Sinn Fein Youth staged simultaneous pickets on Saturday 25 July calling for the disbandment of the RUC outside the Springfield Road RUC Barracks in West Belfast and the Oldpark Barracks in the north of the city.

SFY spokesperson Aidan Ferguson said, ``We have organised these protests to highlight the ongoing campaign of harassment by the RUC against young nationalists throughout Belfast. Despite the Good Friday document and the setting up of the Assembly, harassment continues to be a daily reality for young people in Belfast. We want this to stop immediately.''

Ferguson concluded ``The Good Friday document and the institutions it involves are meant to be about creating a better society for us all. How can we as young republicans have confidence in those institutions if our experience is one of state sponsored harassment and violence. It is time the RUC were disbanded and the Assembly set about creating a democratic, accountable, non violent and community led policing service.''

As part of their ongoing campaign, SFY have sent 1,200 signatures, in two batches, to the office of Adam Ingram calling for the disbandment of the RUC. In a letter addressed to the security minister, Adam Ingram, SFY national organiser Eoin O'Broin said ``the recent behaviour of the RUC has reached new levels of unacceptability. Despite the Good Friday document, despite the Assembly and despite our support for the current political process we continue to be victims of intimidation, abuse and harassment. Adam Ingram, as a minister for security, is directly responsible for this, only he has the power to ensure it stops. We are calling for a meeting with him to make our demands quite clear. We want an to end harassment, we want an end to intimidation, we want an end to the RUC.''

 

Movement on prisoners essential, say SFY



Members of the newly formed Dublin North East Sinn Féin Youth cumann held a very well attended protest for the release of political prisoners in Donaghmede this week.

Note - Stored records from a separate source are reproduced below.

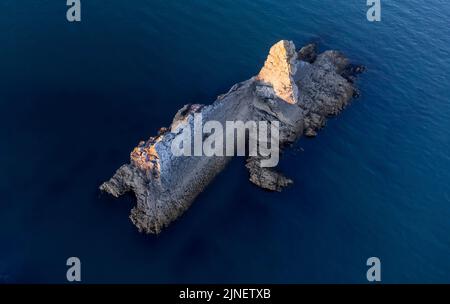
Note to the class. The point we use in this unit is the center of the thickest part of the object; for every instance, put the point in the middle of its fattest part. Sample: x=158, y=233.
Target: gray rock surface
x=298, y=89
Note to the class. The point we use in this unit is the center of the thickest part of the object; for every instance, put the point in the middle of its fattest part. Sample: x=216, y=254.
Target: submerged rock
x=298, y=89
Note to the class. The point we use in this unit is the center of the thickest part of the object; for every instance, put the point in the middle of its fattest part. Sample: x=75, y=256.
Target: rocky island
x=299, y=89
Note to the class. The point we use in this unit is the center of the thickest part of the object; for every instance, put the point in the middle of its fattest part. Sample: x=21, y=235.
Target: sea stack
x=300, y=89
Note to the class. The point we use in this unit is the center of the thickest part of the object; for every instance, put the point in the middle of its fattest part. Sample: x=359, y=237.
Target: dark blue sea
x=75, y=98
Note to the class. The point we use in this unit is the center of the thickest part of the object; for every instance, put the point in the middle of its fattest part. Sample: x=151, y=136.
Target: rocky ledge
x=300, y=89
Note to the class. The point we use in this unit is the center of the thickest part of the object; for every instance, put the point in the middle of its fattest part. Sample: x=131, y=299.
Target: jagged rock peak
x=279, y=70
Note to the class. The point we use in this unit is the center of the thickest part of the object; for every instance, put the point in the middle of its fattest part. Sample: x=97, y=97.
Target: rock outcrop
x=297, y=89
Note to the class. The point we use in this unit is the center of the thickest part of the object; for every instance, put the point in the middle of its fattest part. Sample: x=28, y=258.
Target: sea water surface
x=75, y=98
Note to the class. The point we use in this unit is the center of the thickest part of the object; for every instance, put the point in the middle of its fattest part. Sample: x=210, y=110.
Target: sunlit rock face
x=298, y=89
x=279, y=70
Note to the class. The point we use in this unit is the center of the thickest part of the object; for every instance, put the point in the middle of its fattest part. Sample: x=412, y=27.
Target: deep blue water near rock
x=76, y=98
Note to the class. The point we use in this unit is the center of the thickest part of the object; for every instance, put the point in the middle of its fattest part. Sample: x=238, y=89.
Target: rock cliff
x=298, y=89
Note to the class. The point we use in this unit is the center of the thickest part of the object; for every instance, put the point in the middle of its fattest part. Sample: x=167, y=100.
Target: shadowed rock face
x=298, y=89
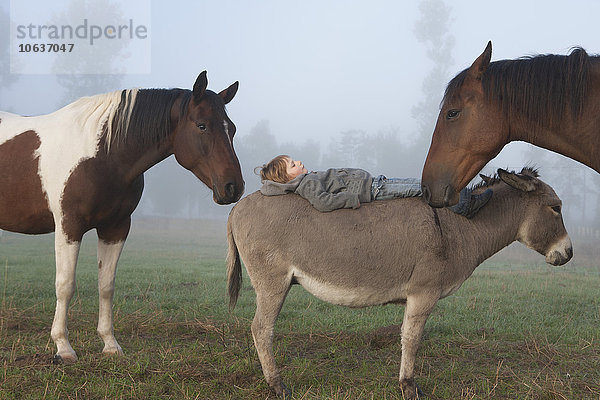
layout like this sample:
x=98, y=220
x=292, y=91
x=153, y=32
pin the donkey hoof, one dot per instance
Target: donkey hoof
x=410, y=390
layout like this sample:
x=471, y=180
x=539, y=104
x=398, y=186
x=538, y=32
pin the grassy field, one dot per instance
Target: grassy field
x=515, y=330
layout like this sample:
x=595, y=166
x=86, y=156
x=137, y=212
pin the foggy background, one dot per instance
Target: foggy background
x=332, y=83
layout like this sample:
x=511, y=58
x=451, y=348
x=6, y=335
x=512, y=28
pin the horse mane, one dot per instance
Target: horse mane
x=144, y=116
x=538, y=88
x=487, y=181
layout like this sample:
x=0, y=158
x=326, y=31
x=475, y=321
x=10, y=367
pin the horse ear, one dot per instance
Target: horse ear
x=228, y=94
x=525, y=183
x=200, y=86
x=481, y=63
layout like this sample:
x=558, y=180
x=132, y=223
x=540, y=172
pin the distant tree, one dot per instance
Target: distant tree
x=349, y=149
x=432, y=29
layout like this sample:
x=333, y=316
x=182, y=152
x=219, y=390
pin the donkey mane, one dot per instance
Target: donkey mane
x=539, y=88
x=144, y=116
x=487, y=181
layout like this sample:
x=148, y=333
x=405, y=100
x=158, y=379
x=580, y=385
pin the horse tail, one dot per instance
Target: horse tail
x=234, y=267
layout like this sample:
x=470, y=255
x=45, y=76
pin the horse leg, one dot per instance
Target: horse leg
x=66, y=262
x=110, y=245
x=268, y=306
x=416, y=313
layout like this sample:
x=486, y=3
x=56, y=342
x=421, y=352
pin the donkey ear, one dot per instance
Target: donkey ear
x=525, y=183
x=200, y=86
x=481, y=63
x=228, y=94
x=485, y=178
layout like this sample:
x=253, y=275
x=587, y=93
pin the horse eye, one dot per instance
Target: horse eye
x=452, y=114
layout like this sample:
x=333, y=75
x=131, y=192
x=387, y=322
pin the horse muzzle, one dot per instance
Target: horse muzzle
x=230, y=193
x=438, y=197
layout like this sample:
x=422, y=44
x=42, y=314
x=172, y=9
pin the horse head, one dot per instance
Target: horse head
x=203, y=141
x=468, y=133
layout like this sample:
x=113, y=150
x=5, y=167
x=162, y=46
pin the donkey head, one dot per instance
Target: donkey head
x=542, y=228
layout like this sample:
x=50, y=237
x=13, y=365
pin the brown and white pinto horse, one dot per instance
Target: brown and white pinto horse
x=551, y=101
x=82, y=167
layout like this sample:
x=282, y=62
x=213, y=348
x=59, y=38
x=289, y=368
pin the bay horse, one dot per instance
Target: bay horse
x=551, y=101
x=82, y=167
x=391, y=251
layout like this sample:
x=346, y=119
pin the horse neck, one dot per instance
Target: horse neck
x=134, y=161
x=577, y=138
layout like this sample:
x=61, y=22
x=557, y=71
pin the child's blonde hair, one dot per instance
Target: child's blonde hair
x=275, y=170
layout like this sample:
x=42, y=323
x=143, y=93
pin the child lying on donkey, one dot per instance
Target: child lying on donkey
x=349, y=187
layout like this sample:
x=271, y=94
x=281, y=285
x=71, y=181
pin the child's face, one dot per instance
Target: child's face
x=295, y=168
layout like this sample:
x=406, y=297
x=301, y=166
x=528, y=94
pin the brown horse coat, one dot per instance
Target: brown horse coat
x=393, y=251
x=551, y=101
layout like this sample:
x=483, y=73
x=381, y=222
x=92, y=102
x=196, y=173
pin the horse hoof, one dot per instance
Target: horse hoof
x=282, y=391
x=64, y=359
x=56, y=360
x=287, y=393
x=411, y=391
x=112, y=351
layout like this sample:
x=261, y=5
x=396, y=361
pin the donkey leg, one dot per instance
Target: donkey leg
x=268, y=306
x=66, y=262
x=110, y=245
x=416, y=313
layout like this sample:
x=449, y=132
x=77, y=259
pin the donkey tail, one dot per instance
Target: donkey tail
x=234, y=267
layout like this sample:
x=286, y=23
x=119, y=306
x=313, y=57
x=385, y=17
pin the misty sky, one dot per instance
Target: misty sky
x=316, y=68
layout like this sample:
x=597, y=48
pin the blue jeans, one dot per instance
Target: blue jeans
x=384, y=188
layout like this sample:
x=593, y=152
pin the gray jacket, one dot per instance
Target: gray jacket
x=327, y=190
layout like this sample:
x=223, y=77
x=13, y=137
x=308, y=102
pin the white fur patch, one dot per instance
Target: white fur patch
x=68, y=136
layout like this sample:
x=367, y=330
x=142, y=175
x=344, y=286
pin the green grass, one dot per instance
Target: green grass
x=512, y=331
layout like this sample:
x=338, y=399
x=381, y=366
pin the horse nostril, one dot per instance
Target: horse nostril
x=426, y=193
x=230, y=190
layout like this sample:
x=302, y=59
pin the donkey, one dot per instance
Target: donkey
x=394, y=251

Local SFY member Mick Webster said that the importance of the protest was paramount at the moment, while conditions for many prisoners have not changed in recent times despite the goodwill generated by political developments.

Citing the lack of movement by British Home Secretary Jack Straw on the the repatriation of Patrick Kelly and James Murphy, who applied for transfer back to Ireland in January and had those applications approved by the Dublin Government in May, Mick commented that ``prisoners of war must be treated as such and in the current political climate Jack Straw's unwillingness to move on the issue contravenes everything that is happening''.

The predicament of another prisoner held in England, Séamus McArdle was also highlighted at the picket. Paul O'Connell of SFY said that his detention in a Special Secure Unit in Belmarsh was ``inhumane and unjust and this has also been the line taken by Amnesty International''.